Single-family housing starts rose 2.8% in July on top of June sales estimates that were revised 3.4% higher from what was announced a month ago. Now, even with these gains and revisions, recent housing starts are not quite “busting it.” There still appears to be a downward trend for starts over the last five months. What is surprising to us is how leisurely that downtrend continues to be.
As suggested by Exhibit 1, homebuilders have been starting homes faster than they can sell them for most of the last five years. As a result, inventories of unsold new homes have been piling up. In June, inventory levels of unsold new homes were equivalent to 10 months’ worth of sales compared to “normal” inventory levels of about 4 months’ sales. It follows that homebuilders yesterday reported that they were generally cutting prices for new homes.

Yet, again, starts of new homes appear to be holding at levels substantially above the pace at which homebuilders are selling homes, indicating that inventories will move still higher. Long-time readers of this blog will note that we have been citing these facts since 2022, when rapidly rising mortgage interest rates were compounding the “overbuilding” problem. Since then, starts activity has retreated from 2021 levels and, again, looks to be declining leisurely this year, but, admittedly, this is nothing like the wrenching declines that one might have thought would occur.
Will homebuilders continue to start new homes at relatively brisk rates while and as new-home inventories approach 11 or even 12 months’ sales. Tune in next month to find out.
Meanwhile, multi-family starts logged a 9.9% increase in July. Multi-family starts are exceedingly volatile month to month, so the magnitude of the reported July gain can be discounted.
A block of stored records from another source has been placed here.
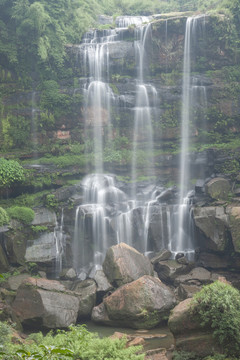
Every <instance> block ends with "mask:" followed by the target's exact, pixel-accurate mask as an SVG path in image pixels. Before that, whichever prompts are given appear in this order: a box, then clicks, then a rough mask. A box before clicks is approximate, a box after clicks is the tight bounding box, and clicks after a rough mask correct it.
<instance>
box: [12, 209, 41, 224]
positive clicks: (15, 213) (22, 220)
mask: <svg viewBox="0 0 240 360" xmlns="http://www.w3.org/2000/svg"><path fill="white" fill-rule="evenodd" d="M7 213H8V215H9V217H10V218H13V219H16V220H18V221H21V222H23V223H24V224H30V223H31V222H32V221H33V219H34V216H35V213H34V211H33V210H32V209H30V208H27V207H25V206H13V207H11V208H8V209H7Z"/></svg>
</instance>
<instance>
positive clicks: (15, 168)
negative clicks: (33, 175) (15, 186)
mask: <svg viewBox="0 0 240 360" xmlns="http://www.w3.org/2000/svg"><path fill="white" fill-rule="evenodd" d="M24 180H25V174H24V169H23V167H22V166H21V165H20V164H19V163H18V162H17V161H15V160H6V159H4V158H0V188H1V187H10V186H11V185H12V184H13V183H16V182H22V181H24Z"/></svg>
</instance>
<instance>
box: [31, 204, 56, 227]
mask: <svg viewBox="0 0 240 360" xmlns="http://www.w3.org/2000/svg"><path fill="white" fill-rule="evenodd" d="M34 212H35V217H34V220H33V221H32V225H45V226H47V225H48V226H55V225H56V222H57V216H56V214H55V213H54V212H53V211H50V210H49V209H47V208H38V209H34Z"/></svg>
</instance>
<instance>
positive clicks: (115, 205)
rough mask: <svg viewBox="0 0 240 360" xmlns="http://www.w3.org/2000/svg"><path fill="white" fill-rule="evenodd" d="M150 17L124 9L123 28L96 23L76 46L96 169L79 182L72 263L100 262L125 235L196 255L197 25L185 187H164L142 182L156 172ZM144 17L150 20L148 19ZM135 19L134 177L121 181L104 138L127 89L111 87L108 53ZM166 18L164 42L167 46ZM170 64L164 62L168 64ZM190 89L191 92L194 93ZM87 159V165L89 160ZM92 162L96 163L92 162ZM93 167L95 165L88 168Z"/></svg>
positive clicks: (133, 144) (192, 257)
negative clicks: (194, 247) (149, 44)
mask: <svg viewBox="0 0 240 360" xmlns="http://www.w3.org/2000/svg"><path fill="white" fill-rule="evenodd" d="M150 20H151V19H150V18H148V17H119V18H117V19H116V24H117V26H118V28H116V29H112V30H104V32H102V31H100V32H99V31H93V32H90V33H88V34H87V36H86V37H85V40H84V43H83V44H82V45H80V47H79V51H80V55H81V59H82V62H83V63H84V68H85V79H86V81H85V80H84V81H85V83H84V86H83V94H84V97H85V109H84V114H85V138H86V139H91V141H92V143H93V144H92V148H93V152H94V154H93V158H94V159H93V171H94V172H95V174H91V175H88V176H87V177H86V178H85V179H84V180H83V182H82V185H83V189H84V190H83V202H82V205H80V206H78V207H77V209H76V214H75V230H74V241H73V266H74V268H75V269H76V270H77V271H78V273H79V272H80V271H81V269H85V270H86V271H87V269H89V268H91V267H95V268H98V267H99V266H101V264H102V262H103V260H104V257H105V254H106V251H107V249H108V248H109V247H110V246H112V245H115V244H118V243H120V242H124V243H127V244H129V245H131V246H133V247H135V248H136V249H137V250H139V251H140V252H142V253H145V254H147V253H149V252H156V251H159V250H161V249H168V250H170V251H171V253H172V257H173V258H174V257H175V255H176V254H177V253H179V252H181V253H184V254H185V255H186V256H187V257H188V258H189V259H191V260H192V259H193V257H194V226H193V220H192V216H191V207H192V195H189V194H188V191H189V189H190V188H191V187H190V186H189V185H190V184H189V178H190V170H189V164H188V155H187V152H188V147H189V132H190V130H189V123H190V109H191V106H192V105H193V103H194V97H196V96H199V93H200V94H201V99H202V100H201V102H202V106H203V107H205V103H206V100H205V99H206V94H205V89H204V87H203V86H202V85H201V84H200V85H199V83H198V81H192V82H191V74H190V72H191V69H190V63H191V56H190V50H191V49H190V47H191V40H192V32H193V31H195V30H196V28H197V20H195V19H194V20H192V18H189V19H188V20H187V23H186V33H185V47H184V69H183V96H182V103H183V106H182V149H181V165H180V167H181V169H180V173H181V178H180V190H179V194H178V193H177V191H175V190H173V189H171V190H170V193H171V194H170V196H169V197H167V200H166V196H165V192H166V189H163V188H161V187H158V186H156V185H155V184H150V183H149V182H146V183H145V184H142V185H141V188H140V186H139V184H138V178H139V175H141V176H144V177H145V178H148V179H150V178H155V160H154V146H153V130H152V122H153V121H154V120H156V121H157V119H155V118H154V114H155V113H154V109H156V107H157V103H158V96H159V94H158V93H157V90H156V89H155V87H154V86H153V85H152V84H149V83H146V78H148V77H147V76H146V72H147V71H148V64H147V62H148V59H147V54H146V43H150V41H151V24H150V23H149V21H150ZM145 23H147V24H145ZM130 25H134V35H135V40H134V51H135V58H136V74H137V76H136V79H135V104H134V107H133V111H132V114H133V124H134V125H133V136H132V162H131V170H130V177H131V184H128V187H127V188H128V189H126V184H125V186H124V184H123V183H120V182H118V181H116V179H115V177H114V176H113V175H106V174H104V146H105V142H106V140H107V139H108V140H109V139H110V141H111V139H112V129H113V128H112V119H111V116H112V113H114V111H113V110H114V107H115V106H117V104H118V105H119V104H120V103H123V106H124V101H125V100H124V99H125V98H124V95H117V94H116V93H113V91H112V89H111V87H110V84H109V78H110V77H111V75H109V74H111V72H110V65H109V63H110V60H109V56H110V55H109V53H110V49H111V46H112V44H113V43H116V42H118V41H121V37H122V35H121V34H122V31H124V29H126V27H128V26H130ZM167 37H168V35H167V22H166V39H165V41H166V44H165V45H166V48H167V41H168V40H167ZM166 69H167V65H166ZM191 93H192V94H193V95H190V94H191ZM194 94H195V95H194ZM139 152H142V153H144V155H147V159H148V160H147V161H145V162H144V167H141V166H139V163H138V154H139ZM89 167H90V166H89ZM90 168H91V167H90ZM91 169H92V168H91Z"/></svg>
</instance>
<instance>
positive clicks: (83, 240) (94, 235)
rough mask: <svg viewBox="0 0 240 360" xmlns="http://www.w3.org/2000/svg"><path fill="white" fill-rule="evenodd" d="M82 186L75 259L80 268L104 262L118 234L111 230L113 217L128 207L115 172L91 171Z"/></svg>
mask: <svg viewBox="0 0 240 360" xmlns="http://www.w3.org/2000/svg"><path fill="white" fill-rule="evenodd" d="M83 187H84V191H83V205H80V206H78V207H77V209H76V215H75V230H74V245H73V254H74V255H73V263H74V267H75V268H76V269H77V270H79V269H80V268H82V267H84V266H88V265H89V264H91V265H92V266H95V267H98V266H99V265H101V264H102V262H103V260H104V256H105V254H106V250H107V249H108V247H109V246H111V236H113V237H114V239H113V241H114V242H115V241H116V237H117V234H116V235H114V234H111V233H112V232H113V230H111V226H110V218H112V217H114V216H116V215H118V214H119V213H120V211H124V210H126V195H125V194H124V193H123V192H122V191H121V190H120V189H118V188H117V187H116V186H115V182H114V178H113V177H112V176H110V175H102V174H93V175H89V176H87V177H86V178H85V179H84V181H83ZM89 235H90V236H89ZM90 238H91V240H90ZM87 240H90V241H91V244H90V243H87ZM121 241H122V240H121Z"/></svg>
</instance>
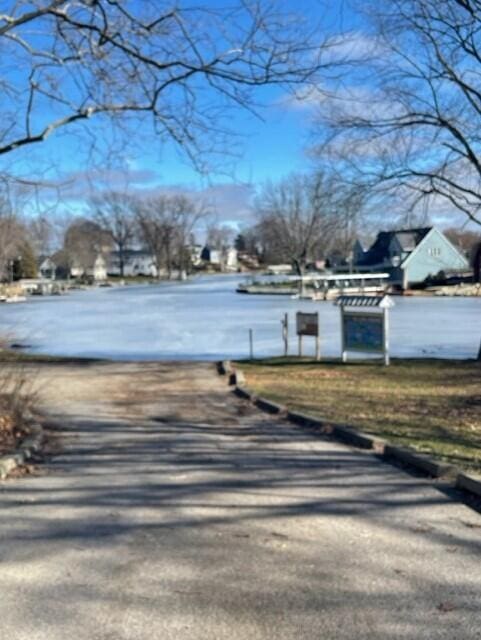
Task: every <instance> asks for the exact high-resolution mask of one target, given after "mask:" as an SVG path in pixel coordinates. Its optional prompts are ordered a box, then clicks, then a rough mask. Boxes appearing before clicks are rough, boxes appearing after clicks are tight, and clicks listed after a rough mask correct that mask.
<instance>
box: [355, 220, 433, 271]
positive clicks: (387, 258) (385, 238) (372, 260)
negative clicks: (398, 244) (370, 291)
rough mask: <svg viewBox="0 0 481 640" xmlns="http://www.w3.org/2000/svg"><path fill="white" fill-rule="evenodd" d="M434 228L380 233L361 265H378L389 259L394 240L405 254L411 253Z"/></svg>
mask: <svg viewBox="0 0 481 640" xmlns="http://www.w3.org/2000/svg"><path fill="white" fill-rule="evenodd" d="M431 229H432V227H418V228H415V229H396V230H394V231H380V232H379V233H378V235H377V238H376V240H375V241H374V244H373V245H372V246H371V247H370V248H369V249H368V250H367V251H366V253H365V254H364V256H363V257H362V259H361V261H360V264H362V265H366V266H368V265H377V264H381V263H383V262H386V260H387V259H388V258H389V246H390V244H391V241H392V240H393V238H396V240H397V241H398V242H399V245H400V246H401V248H402V250H403V252H406V253H411V251H414V249H415V248H416V247H417V246H418V245H419V244H420V243H421V242H422V241H423V240H424V238H425V237H426V236H427V234H428V233H429V232H430V231H431Z"/></svg>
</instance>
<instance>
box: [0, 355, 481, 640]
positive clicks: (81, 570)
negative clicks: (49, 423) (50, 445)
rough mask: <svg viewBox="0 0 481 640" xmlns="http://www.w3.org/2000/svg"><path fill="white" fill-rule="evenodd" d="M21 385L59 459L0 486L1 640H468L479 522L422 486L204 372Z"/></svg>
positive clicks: (472, 608) (476, 612) (54, 366)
Still, multi-family starts have exhibited a clear uptrend over the past year, after precipitous declines in 2023 and early 2024.

The gestation period for multi-family home construction is years longer than that of single-family homes, and we have seen enough previous declines that the number of multi-family units under construction is likely to decline for a while yet. Currently, 736,000 multi-family units are reported to be under construction. That is down from 1,016,000 under construction in 2023, but up from about 660,000 in 2020 and earlier.
As with single-family units, the supply of multi-family homes looks to be more than ample, with a big backlog due to the elevated construction rates of 2023-2024. Yet builders continue to start new units at a brisk pace.